Trading during the first quarter was in line with management’s expectations underlying the outlook statement for FY20. The Group therefore confirms its expectation that based on guidance FX rates and IFRS 15 and IFRS 16 accounting standards, adjusted EBITDA is expected to be in the range of €13.8 – 14.2 billion, implying low single digit organic growth. Free cash flow generation pre-spectrum is expected to be at least €5.4 billion, after all capex, before M&A and restructuring costs, and based on guidance FX rates.
Our financial guidance includes New Zealand and excludes the announced acquisition of Liberty Global’s assets. We intend to update our guidance to incorporate the benefit from the acquired Liberty Global assets and the impact of the New Zealand disposal at our interim results in November.
|Notes* All amounts in this document marked with an “*” represent |
organic growth which presents performance on a comparable basis, both in terms of merger and acquisition activity and movements in foreign
exchange rates. Organic growth is an alternative performance measure.
See “Alternative performance measures” on page 8 for further details and
reconciliations to the respective closest equivalent GAAP measure.
** Organic growth excluding the impact of settlements in Germany.
1. Our financial guidance includes New Zealand and excludes the announced acquisition of Liberty Global’s assets.
2. All revenue figures in this trading update are presented on an IFRS 15 basis.

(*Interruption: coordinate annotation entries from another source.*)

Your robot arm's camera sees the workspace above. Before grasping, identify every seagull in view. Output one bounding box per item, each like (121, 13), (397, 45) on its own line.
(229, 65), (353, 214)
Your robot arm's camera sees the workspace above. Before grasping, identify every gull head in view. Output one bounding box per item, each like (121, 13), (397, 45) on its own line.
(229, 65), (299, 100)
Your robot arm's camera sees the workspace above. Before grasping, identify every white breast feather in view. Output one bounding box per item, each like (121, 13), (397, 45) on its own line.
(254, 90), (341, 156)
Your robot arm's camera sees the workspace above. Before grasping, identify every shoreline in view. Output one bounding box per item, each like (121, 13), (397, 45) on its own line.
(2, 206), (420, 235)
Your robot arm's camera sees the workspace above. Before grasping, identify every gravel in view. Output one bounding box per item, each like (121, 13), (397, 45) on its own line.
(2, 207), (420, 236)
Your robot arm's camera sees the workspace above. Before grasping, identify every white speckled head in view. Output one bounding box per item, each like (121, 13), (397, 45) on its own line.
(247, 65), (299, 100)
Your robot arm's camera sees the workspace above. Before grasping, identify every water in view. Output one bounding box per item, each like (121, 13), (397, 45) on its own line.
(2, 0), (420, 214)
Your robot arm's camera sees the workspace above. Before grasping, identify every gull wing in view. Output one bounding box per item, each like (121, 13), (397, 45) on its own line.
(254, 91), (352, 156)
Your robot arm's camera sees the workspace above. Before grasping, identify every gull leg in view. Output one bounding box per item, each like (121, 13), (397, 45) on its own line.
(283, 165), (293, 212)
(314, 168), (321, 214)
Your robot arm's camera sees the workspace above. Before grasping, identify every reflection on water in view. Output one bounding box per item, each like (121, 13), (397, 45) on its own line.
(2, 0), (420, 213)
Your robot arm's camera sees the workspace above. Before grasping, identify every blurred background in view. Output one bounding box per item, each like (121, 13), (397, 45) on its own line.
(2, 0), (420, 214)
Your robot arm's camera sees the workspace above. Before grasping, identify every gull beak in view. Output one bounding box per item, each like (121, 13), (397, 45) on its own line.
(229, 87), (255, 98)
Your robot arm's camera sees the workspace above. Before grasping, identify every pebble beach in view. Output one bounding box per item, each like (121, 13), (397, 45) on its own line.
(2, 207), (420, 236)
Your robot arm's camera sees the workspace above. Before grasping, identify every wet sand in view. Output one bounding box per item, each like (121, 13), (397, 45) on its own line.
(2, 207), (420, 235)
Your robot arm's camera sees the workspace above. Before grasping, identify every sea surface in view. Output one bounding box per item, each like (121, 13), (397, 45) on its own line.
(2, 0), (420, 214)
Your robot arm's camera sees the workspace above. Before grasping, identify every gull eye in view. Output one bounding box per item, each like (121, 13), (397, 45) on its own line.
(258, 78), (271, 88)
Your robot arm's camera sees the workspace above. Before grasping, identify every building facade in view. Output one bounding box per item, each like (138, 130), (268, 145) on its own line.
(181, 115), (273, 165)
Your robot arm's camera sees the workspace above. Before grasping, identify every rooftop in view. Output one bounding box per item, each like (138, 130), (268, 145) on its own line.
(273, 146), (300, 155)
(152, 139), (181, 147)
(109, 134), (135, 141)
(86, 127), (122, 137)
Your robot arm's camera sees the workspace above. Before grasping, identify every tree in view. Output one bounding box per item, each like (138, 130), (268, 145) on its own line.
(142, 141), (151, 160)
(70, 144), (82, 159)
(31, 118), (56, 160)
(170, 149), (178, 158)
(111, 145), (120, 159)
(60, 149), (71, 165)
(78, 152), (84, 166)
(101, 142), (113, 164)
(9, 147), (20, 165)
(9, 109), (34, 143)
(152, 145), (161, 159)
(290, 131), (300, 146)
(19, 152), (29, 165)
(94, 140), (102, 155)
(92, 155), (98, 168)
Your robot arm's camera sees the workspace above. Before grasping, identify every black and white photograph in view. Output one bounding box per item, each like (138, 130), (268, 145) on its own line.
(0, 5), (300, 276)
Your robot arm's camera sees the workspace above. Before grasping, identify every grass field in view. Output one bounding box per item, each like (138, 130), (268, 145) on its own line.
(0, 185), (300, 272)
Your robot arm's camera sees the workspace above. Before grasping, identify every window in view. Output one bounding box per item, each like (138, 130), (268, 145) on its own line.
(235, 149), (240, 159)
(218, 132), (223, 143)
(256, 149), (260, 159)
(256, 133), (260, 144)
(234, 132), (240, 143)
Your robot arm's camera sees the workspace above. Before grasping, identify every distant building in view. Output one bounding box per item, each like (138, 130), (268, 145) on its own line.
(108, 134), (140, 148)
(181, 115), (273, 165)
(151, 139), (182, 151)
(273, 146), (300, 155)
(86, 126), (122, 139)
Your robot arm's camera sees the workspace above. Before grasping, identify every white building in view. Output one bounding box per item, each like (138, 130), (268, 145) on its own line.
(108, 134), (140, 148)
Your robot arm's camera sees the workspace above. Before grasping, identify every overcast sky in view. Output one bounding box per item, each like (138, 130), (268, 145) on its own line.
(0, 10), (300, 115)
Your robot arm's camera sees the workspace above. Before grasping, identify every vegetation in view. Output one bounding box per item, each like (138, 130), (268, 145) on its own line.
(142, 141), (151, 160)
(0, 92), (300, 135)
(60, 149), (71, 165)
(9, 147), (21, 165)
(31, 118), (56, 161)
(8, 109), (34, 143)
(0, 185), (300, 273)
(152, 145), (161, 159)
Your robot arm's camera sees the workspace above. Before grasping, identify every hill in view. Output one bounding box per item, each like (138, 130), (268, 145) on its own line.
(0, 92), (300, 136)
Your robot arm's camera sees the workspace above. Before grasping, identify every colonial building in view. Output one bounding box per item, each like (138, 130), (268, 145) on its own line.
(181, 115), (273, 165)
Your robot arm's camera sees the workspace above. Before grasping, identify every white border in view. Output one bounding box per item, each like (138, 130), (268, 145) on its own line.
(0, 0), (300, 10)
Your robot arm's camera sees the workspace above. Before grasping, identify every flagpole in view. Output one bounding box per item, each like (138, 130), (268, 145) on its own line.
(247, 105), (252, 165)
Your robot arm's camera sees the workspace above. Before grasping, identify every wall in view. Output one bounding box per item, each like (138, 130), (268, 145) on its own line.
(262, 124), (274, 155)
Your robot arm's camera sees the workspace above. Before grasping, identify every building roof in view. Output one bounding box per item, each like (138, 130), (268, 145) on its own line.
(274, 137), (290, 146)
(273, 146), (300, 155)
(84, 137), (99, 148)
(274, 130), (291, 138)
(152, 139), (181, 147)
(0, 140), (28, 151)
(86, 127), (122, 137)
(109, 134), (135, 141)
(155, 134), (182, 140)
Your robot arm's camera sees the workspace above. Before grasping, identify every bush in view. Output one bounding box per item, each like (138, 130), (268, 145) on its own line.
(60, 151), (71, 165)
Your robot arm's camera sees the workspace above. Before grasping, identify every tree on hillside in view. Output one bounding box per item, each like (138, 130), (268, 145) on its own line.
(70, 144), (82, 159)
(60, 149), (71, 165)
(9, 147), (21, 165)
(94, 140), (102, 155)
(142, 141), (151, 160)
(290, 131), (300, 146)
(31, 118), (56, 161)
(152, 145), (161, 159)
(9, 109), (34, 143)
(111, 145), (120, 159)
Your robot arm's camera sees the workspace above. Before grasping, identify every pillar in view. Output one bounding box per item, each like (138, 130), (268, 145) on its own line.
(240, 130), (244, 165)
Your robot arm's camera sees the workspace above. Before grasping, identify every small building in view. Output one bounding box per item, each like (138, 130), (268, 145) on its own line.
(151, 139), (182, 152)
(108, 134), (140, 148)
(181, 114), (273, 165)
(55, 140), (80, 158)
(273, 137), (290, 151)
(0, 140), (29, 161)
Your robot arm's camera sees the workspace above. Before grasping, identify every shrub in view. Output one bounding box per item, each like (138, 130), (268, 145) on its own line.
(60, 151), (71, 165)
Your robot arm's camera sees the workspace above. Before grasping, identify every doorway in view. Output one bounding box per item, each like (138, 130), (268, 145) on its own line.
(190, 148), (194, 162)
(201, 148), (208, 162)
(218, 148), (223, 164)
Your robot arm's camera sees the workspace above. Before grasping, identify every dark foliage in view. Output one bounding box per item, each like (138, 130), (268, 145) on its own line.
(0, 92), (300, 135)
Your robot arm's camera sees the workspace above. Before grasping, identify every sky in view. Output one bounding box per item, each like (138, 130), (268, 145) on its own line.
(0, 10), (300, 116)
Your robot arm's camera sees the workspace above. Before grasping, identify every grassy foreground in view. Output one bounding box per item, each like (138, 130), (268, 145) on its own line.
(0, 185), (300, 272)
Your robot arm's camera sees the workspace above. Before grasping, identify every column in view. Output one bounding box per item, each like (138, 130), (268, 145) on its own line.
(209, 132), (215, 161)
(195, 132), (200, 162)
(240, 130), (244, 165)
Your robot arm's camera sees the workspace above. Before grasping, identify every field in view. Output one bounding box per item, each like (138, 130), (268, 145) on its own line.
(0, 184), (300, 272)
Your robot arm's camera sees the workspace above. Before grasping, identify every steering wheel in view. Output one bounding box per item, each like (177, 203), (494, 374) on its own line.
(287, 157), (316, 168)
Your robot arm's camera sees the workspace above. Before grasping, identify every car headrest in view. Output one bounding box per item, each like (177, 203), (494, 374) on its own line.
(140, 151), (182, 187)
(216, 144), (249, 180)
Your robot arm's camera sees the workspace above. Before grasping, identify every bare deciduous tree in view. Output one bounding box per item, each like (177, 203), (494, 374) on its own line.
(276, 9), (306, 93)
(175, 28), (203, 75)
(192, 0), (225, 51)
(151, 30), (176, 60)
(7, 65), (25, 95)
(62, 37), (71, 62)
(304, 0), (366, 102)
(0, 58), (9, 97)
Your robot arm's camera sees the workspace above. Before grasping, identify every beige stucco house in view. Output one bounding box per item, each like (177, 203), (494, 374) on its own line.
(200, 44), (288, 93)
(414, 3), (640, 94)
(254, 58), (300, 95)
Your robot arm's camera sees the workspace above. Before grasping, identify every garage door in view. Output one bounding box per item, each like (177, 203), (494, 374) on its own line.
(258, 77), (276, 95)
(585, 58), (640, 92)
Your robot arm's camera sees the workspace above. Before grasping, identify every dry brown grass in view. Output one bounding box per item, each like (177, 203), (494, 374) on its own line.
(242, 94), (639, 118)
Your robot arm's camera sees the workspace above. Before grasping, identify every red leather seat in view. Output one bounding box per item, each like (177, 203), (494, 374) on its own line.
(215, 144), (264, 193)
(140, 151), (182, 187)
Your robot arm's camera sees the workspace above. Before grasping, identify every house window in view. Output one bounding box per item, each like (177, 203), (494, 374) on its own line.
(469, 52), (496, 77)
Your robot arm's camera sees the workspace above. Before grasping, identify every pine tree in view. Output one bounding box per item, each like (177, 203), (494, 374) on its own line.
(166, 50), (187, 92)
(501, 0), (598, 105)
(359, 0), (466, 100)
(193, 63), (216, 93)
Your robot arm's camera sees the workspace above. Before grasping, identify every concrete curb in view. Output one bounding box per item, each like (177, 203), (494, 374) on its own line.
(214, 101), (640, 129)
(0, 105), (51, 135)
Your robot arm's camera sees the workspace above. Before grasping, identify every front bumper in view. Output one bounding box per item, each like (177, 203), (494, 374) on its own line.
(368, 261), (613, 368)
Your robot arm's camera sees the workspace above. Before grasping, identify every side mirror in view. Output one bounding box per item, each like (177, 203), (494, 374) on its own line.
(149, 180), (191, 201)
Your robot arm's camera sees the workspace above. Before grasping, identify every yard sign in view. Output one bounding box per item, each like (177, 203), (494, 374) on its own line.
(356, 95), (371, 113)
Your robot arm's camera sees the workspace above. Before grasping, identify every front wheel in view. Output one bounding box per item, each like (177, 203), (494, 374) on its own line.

3. Alternative performance measurements are non-GAAP measures that are presented to provide readers with additional financial information that is regularly reviewed by management and should not be viewed in isolation or as an alternative to the equivalent GAAP measure. See “Alternative performance measures” on page 8 for more information and reconciliations to the closest respective equivalent GAAP measure and “Definition of terms” on page 12 for further details.
4. Converted from NZ$ to € at a rate of 1.6464 as of 31 March 2019.5. Net of proforma Vodafone Partner Market Agreement service fees.6. Adjusted OpFCF defined as Adjusted EBITDA minus capex.